By Dan Hebert, PE, Senior Technical Editor
THE MAINLAND Chinese worker will work for a bowl of rice, so it is impossible for you to compete, right? Eventually all of us will lose our jobs to onrushing hordes drawn from an inexhaustible supply of cheap Chinese labor, right?
Wrong on both counts. The threat from cheap Chinese labor is exaggerated by the popular press because, like sex and money, fear and paranoia sell. After all, what causes more anxiety than the possibility of losing your job?
Chinese and U.S. labor costs are converging, and increased automation reduces the labor content in each manufactured product. Add in the cheaper cost of land, utilities and basic business services in the U.S. relative to China and many other countries, and you can see why our manufacturing economy remains a world-class competitor.
"If tasks are across departments, or if it means working in a team or trying to relate to others, Chinese staff still have a long way to go."
High manufacturing sector productivity is one of the main reasons why the U.S. can maintain such a low rate of unemployment despite headlines that constantly scream about the dangers of globalization and outsourcing.
According to a recent issue of the international newsmagazine The Economist
, firms in southern China now complain that they cannot recruit enough skilled labor. As the economy grows and moves into higher value-added work, the challenge of attracting and retaining staff is rising as demand outstrips supply. The result is escalating costs for firms operating in China. “If you think that China is a cheap place for labor, think again,” says Vincent Gauthier of Hewitt Associates
, a human-resources consultancy.
Pay and benefits are soaring. A Chinese middle manager at a foreign company in Beijing or Shanghai now can command total annual cash compensation (salary plus bonus) of $27,000-$32,000, says Hewitt. Senior managers receive between $46,000 and $54,000 and top executives can expect $80,000 to $90,000 or more. These labor costs were calculated before the inevitable upward move in value of the Chinese Yuan, which will further raise the relative cost of Chinese labor.
Bonuses, longer-term incentives, free housing and meals, and a mobile phone are becoming standard perks. More than one-third of 1,600 multinational firms surveyed by Hewitt now offer a company car. More holidays, maternity/paternity leave, more-frequent job rotation, and share options now are compensation components. Add in the big contributions that employers must make to China's national security fund system, and the total cost of an employee can be double basic pay.
Lai Kam-tong at the Hong Kong Institute of Human Resource Management
says accountant salaries are rising 14% a year. Jürgen Viethen, general manager for F&G China Electric, a small Spanish-owned electrical switchgear-maker is, according to the Economist report, offering key employees raises of up to 50%—and still losing them.
Foreign firms now invest $1 billion weekly in China. As they expand, they increasingly need workers able to handle the complexities of multi-site operations. Staff shortages threaten these plans.
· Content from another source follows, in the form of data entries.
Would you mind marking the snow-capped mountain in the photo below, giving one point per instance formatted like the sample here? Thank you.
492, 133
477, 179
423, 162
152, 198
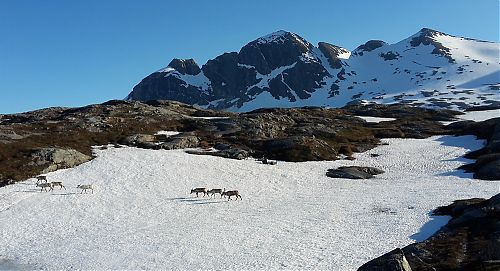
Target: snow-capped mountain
284, 70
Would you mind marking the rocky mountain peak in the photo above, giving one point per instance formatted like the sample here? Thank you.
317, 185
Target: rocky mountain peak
334, 54
275, 50
428, 36
430, 32
283, 69
369, 46
184, 66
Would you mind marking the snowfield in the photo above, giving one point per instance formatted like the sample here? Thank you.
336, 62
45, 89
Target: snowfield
292, 216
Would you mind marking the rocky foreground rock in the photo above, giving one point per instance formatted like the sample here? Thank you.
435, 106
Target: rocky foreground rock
470, 241
354, 172
487, 164
293, 134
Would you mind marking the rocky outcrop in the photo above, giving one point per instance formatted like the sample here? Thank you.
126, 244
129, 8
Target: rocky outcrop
293, 134
487, 165
299, 148
392, 261
52, 159
470, 241
231, 153
354, 172
180, 142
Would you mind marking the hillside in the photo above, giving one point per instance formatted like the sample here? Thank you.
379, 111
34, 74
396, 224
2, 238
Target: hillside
282, 69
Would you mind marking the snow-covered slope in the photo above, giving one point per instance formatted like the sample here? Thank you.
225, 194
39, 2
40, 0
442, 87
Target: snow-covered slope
291, 217
282, 69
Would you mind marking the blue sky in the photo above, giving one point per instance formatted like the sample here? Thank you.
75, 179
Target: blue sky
74, 53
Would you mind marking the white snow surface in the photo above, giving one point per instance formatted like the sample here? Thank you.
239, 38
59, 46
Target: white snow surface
481, 115
292, 216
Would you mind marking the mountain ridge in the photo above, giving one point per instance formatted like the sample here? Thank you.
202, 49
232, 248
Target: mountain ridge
282, 69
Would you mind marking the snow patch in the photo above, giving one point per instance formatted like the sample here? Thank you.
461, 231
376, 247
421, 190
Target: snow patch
291, 217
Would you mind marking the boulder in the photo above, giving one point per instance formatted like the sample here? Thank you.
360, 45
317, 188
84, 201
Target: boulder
391, 261
490, 171
299, 149
54, 158
354, 172
470, 241
181, 142
134, 140
233, 153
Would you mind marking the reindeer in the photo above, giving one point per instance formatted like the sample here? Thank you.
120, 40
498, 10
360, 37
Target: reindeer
61, 186
229, 194
85, 187
41, 178
199, 190
44, 186
215, 191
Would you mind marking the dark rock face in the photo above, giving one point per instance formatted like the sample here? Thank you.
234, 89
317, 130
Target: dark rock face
470, 241
354, 172
299, 148
291, 70
487, 165
426, 37
232, 153
332, 53
185, 66
292, 134
158, 86
235, 78
52, 159
392, 261
369, 46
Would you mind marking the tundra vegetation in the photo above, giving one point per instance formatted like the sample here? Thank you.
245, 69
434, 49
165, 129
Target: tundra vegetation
295, 134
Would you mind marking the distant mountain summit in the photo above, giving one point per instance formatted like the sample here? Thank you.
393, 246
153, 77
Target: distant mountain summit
283, 69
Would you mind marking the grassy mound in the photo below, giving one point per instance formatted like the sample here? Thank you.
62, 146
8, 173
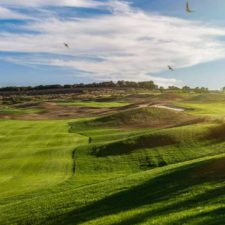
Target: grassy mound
143, 117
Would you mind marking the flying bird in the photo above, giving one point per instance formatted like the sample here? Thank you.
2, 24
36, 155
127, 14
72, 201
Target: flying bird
171, 68
66, 45
188, 8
In a recent speech, Arics Poon, managing director of Oracle for South China and Hong Kong, said, “we need a group of strong, professional managers or we may fail to support our growth in China.”
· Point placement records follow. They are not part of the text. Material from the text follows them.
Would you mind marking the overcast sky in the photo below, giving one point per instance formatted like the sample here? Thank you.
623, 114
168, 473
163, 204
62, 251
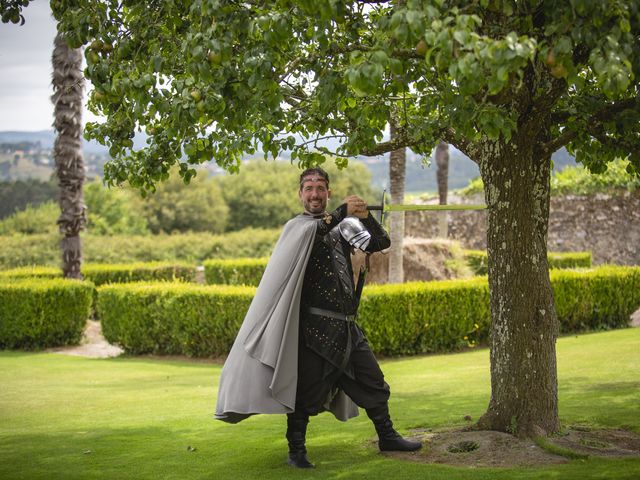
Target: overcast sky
25, 66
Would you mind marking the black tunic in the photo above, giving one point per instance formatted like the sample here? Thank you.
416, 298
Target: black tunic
334, 352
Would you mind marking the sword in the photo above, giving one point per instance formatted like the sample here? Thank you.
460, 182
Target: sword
383, 208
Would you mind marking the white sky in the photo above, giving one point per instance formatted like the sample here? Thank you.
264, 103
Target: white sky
25, 71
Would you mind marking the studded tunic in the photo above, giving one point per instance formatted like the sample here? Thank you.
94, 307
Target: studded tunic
328, 284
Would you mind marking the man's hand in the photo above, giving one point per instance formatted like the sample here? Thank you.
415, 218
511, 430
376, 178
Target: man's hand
356, 206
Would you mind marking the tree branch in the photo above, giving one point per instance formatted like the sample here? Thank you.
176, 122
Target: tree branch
605, 114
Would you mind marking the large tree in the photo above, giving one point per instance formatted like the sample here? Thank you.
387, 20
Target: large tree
507, 82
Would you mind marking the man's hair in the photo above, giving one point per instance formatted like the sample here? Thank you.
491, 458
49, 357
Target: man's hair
315, 172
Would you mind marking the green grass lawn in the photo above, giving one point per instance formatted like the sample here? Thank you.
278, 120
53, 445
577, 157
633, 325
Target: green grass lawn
65, 417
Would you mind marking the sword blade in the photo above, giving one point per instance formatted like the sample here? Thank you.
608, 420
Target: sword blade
415, 208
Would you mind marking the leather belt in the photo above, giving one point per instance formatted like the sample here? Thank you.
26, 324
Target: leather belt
330, 313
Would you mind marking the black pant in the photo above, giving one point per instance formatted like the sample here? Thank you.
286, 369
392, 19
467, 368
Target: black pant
362, 380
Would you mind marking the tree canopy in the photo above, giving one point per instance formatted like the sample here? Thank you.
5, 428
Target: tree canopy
508, 82
213, 79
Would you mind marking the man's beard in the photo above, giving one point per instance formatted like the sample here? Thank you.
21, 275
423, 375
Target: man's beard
316, 209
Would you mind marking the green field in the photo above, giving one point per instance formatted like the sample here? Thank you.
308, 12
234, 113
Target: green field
65, 417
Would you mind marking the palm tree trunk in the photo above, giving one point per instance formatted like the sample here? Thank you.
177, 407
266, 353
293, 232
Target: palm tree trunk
397, 171
442, 162
68, 84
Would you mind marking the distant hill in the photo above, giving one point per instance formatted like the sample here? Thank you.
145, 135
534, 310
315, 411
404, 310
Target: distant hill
419, 177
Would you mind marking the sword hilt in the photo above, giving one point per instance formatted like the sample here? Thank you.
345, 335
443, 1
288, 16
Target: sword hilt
380, 208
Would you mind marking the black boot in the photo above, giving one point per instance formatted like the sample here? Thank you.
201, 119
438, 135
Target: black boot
388, 439
296, 433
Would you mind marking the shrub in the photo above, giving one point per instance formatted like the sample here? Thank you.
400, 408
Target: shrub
238, 271
42, 313
602, 298
112, 273
113, 211
24, 250
421, 317
477, 260
411, 318
173, 318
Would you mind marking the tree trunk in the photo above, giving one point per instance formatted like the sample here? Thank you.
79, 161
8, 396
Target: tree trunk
397, 171
68, 83
524, 391
442, 173
442, 162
Business plans for China rarely reflect the cost and time involved in recruiting and retaining local staff. Firms are finding that they cannot replace expensive expatriate staff with cheaper local hires (localization) as quickly as they hoped. Many underestimated the cost of local staff. Chinese graduates often have an inflated view of their own worth, complain some foreign managers. Multinationals also are competing for talent with China's domestic companies, which need to improve the quality of their people as their markets open to foreign rivals.
Recruitment, retention and localization of staff now is top of the agenda for firms in China. Paolo Gasparrini, head of China for L'Oréal, says, “to find good people in China is not easy. If the tasks are across departments, or if it means working in a team or trying to relate to others, Chinese staff still have a long way to go.”
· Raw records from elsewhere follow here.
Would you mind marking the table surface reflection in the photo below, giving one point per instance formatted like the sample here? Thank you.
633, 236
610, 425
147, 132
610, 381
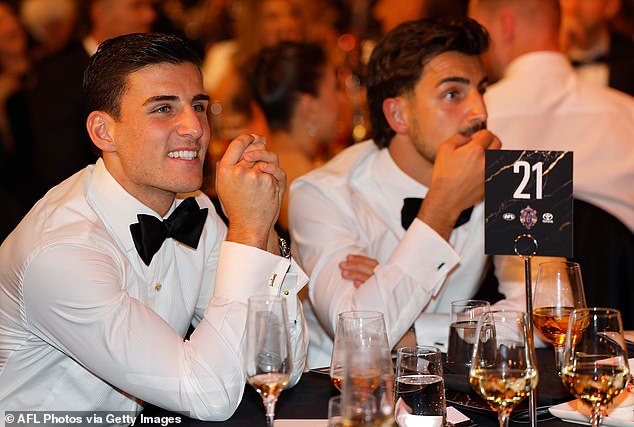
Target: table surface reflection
309, 400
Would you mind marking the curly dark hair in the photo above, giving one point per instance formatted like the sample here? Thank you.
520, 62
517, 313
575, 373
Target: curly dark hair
397, 61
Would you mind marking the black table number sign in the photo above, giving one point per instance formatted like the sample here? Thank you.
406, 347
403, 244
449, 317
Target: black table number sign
528, 194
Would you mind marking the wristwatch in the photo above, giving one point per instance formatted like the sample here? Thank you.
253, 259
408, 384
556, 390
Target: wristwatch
285, 248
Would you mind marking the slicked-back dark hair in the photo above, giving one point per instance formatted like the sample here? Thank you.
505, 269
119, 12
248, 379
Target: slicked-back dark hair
281, 74
397, 62
105, 79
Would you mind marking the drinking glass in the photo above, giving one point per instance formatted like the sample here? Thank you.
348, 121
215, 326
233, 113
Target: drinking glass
419, 387
368, 371
361, 407
463, 321
503, 369
268, 361
558, 291
355, 329
595, 367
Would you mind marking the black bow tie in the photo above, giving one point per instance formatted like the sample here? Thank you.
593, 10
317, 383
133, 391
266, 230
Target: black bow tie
601, 59
411, 206
185, 224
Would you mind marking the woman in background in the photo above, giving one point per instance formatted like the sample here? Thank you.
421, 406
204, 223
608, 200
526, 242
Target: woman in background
259, 24
295, 86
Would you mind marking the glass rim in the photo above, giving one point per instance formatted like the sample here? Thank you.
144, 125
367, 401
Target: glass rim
259, 298
598, 310
568, 263
469, 301
413, 349
360, 314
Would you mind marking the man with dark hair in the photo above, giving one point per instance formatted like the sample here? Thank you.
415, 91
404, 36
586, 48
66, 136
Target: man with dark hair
97, 289
425, 87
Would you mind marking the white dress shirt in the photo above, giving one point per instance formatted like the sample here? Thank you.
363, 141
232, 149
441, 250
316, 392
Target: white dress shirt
541, 104
85, 325
352, 205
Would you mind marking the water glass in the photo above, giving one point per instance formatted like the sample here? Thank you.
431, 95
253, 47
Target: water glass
355, 329
463, 321
419, 387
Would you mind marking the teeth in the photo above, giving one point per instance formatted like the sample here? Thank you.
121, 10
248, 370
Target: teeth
183, 154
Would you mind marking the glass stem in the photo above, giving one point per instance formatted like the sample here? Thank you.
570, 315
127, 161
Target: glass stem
503, 417
597, 415
559, 357
269, 404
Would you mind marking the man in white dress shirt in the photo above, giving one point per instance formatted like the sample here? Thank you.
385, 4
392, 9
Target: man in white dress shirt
425, 88
93, 308
539, 103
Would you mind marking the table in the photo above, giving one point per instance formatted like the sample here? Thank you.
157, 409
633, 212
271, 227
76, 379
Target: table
309, 399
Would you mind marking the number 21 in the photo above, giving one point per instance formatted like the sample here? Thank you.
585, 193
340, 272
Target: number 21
519, 191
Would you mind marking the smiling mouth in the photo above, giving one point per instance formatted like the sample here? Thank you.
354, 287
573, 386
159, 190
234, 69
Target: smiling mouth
183, 154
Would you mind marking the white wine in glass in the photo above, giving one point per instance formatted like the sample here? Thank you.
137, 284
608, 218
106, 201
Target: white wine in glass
558, 291
503, 370
595, 365
268, 351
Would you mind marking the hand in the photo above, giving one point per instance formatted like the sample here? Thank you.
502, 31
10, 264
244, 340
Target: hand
250, 185
457, 180
358, 268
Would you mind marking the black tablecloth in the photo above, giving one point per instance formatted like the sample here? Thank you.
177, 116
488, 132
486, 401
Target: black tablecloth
309, 400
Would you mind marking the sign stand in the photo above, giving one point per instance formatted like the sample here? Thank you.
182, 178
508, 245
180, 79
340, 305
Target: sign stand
528, 199
525, 247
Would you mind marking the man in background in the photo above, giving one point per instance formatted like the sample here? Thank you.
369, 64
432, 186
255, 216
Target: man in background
358, 224
540, 103
597, 52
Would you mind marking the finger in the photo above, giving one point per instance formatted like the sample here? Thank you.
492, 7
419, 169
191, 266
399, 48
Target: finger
355, 275
357, 271
362, 259
454, 142
274, 170
486, 139
261, 156
236, 149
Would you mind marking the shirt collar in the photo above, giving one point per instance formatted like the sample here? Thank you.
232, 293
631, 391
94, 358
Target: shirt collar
115, 206
538, 63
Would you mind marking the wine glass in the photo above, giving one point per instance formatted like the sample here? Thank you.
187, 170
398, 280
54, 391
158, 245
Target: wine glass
595, 367
355, 329
268, 352
503, 369
558, 291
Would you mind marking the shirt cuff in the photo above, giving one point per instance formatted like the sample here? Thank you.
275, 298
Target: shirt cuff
423, 253
245, 271
432, 329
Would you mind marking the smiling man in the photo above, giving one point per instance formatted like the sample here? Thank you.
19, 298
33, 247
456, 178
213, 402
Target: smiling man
360, 210
101, 280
None of this has slowed China's economic growth yet. Producing in mainland China remains cost-effective for many foreign firms. But the growing shortage of talent might make the growth assumptions in many business plans over-optimistic.
It’s a real struggle to compete with Chinese markets and, before we know it, new competitive problems will surface from the next under-developed-but-emerging third-world economy out there. But maybe things aren’t quite as dire as they seem in how we cope with it.